Godzilla goes overlanding
It’s a big, wide world out there, with lots to see and do, but not all of it can be reached via paved highways. The urge to explore has motivated humans for centuries and, even in our highly developed world, there are remote places left undisturbed. But how can you get there for some R&R, and then back to the rat race, inside of your little sliver of time off? The answer lies with “overlanding.

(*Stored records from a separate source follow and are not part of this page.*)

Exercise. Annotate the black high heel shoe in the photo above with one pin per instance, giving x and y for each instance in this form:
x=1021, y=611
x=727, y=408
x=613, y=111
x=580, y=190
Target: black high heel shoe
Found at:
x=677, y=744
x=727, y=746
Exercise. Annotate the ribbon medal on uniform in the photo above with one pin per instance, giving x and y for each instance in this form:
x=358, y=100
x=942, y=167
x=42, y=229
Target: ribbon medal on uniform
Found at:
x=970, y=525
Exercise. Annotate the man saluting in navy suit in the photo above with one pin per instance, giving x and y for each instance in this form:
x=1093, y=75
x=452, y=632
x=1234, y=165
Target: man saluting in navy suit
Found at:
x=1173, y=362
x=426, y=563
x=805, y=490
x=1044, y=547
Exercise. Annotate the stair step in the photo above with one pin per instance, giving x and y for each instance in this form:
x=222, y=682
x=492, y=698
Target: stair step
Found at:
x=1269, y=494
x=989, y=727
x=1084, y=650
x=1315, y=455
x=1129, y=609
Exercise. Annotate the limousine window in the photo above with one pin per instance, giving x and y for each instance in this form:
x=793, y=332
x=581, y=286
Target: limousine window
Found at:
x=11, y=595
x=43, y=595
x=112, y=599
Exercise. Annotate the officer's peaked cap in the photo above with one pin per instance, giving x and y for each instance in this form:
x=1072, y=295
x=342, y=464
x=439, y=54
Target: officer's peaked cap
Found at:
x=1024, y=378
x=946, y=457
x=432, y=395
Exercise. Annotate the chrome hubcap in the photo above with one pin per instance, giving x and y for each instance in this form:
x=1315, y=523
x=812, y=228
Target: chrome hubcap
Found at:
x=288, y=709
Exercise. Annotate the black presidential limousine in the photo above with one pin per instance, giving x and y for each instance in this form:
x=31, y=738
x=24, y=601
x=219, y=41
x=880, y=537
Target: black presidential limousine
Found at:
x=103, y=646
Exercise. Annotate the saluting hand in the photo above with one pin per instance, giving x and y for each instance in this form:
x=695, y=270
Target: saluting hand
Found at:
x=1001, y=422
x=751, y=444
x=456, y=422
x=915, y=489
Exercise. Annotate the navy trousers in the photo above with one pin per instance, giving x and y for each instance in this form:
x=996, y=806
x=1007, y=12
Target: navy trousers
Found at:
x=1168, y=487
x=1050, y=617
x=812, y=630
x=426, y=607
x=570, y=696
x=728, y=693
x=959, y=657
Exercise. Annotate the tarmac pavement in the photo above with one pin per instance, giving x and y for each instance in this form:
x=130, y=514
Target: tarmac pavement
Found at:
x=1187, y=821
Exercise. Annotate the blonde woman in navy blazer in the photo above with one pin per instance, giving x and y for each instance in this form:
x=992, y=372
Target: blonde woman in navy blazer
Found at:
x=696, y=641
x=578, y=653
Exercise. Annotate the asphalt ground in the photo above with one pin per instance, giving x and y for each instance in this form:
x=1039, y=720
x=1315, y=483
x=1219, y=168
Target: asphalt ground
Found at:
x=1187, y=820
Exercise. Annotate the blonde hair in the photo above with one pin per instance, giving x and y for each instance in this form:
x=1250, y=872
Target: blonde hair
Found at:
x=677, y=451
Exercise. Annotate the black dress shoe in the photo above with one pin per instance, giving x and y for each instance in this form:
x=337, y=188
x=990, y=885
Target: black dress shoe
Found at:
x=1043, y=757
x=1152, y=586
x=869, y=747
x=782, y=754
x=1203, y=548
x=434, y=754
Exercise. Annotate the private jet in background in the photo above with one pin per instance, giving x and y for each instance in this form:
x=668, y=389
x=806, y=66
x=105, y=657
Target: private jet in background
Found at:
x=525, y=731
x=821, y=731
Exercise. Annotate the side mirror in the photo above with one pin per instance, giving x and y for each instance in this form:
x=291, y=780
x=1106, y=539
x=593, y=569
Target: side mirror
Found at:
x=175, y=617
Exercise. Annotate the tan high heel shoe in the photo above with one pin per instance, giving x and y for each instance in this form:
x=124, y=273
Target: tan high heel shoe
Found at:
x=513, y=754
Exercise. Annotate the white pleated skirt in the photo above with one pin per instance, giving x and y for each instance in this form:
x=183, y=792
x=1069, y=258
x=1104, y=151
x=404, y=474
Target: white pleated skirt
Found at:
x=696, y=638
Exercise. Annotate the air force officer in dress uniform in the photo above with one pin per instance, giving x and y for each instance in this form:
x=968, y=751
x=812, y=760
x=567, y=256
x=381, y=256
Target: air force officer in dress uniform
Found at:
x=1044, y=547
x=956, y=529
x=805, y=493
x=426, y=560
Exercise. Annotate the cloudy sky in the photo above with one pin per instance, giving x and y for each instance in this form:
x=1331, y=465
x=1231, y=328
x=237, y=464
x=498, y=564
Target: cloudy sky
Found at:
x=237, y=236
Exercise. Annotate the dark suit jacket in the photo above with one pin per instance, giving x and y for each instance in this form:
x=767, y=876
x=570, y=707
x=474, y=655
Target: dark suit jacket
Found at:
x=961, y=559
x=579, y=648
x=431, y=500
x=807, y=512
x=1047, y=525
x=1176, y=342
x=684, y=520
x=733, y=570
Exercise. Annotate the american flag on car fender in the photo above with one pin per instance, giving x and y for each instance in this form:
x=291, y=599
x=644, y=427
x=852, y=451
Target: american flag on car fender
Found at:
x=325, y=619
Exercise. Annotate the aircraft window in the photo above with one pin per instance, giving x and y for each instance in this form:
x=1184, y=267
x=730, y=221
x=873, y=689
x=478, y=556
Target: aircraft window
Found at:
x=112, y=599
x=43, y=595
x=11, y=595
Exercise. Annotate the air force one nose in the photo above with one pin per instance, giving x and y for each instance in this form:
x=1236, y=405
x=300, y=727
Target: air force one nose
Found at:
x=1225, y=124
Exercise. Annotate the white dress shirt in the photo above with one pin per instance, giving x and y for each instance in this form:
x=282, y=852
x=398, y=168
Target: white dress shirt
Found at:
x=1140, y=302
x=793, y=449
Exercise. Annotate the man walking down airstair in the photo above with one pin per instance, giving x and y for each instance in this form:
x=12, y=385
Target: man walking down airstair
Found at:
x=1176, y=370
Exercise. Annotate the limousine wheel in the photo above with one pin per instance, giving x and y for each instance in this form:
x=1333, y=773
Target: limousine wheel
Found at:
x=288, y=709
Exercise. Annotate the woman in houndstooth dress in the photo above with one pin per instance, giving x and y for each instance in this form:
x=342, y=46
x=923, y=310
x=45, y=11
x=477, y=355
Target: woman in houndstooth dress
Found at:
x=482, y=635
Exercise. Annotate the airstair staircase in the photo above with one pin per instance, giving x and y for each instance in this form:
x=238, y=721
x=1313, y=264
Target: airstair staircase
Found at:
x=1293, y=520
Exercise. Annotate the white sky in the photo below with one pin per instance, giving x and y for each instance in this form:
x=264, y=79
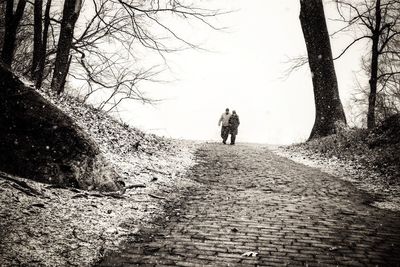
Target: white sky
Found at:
x=243, y=72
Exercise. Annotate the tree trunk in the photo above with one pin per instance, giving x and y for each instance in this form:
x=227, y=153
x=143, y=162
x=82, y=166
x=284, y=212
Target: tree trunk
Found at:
x=12, y=21
x=43, y=48
x=329, y=110
x=373, y=81
x=70, y=15
x=40, y=142
x=37, y=36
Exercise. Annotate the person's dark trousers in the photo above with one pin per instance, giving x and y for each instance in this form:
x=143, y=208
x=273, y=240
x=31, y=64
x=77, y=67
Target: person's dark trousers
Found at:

”Though the term isn’t new, in its current use, overlanding describes the growing trend of off-road exploration with motor vehicles where roads, trails, camping grounds, and any other developed facilities are not anticipated. Enthusiasts of this pursuit will tell you it’s all about self-reliance. When you head out into the boonies for an overland excursion, the expectation is that there will be no amenities to rely on where you’re headed. No place to plug in, no drinking water, no place to stock up on supplies—all necessities and provisions must come along for the ride
An overlanding vehicle needs to be able to traverse highways both legally and in relative comfort, yet it must also be ready to divert to untamed country at a moment’s notice. The suspension and powertrain must be capable of getting through rough terrain, and the vehicle must also provide suitable shelter, with accommodations for sleeping, preparing meals, and whatever else might be needed for extended stays off the grid. Part of what separates overlanding from other forms of camping is that there is no camper—no trailer or RV—just the vehicle you drove in. While many off-roaders set up a camp, overlanders typically use their rigs as the campsite—tents are often mounted to the vehicle, as is much of the needed gear. Setting up and breaking down a camp isn’t conducive to covering a lot of ground—overlanders tend to keep moving during their treks, rather than staying in one spot for several days. Overall, an overlanding vehicle is a versatile, nimble rig that is ready to roll on short notice.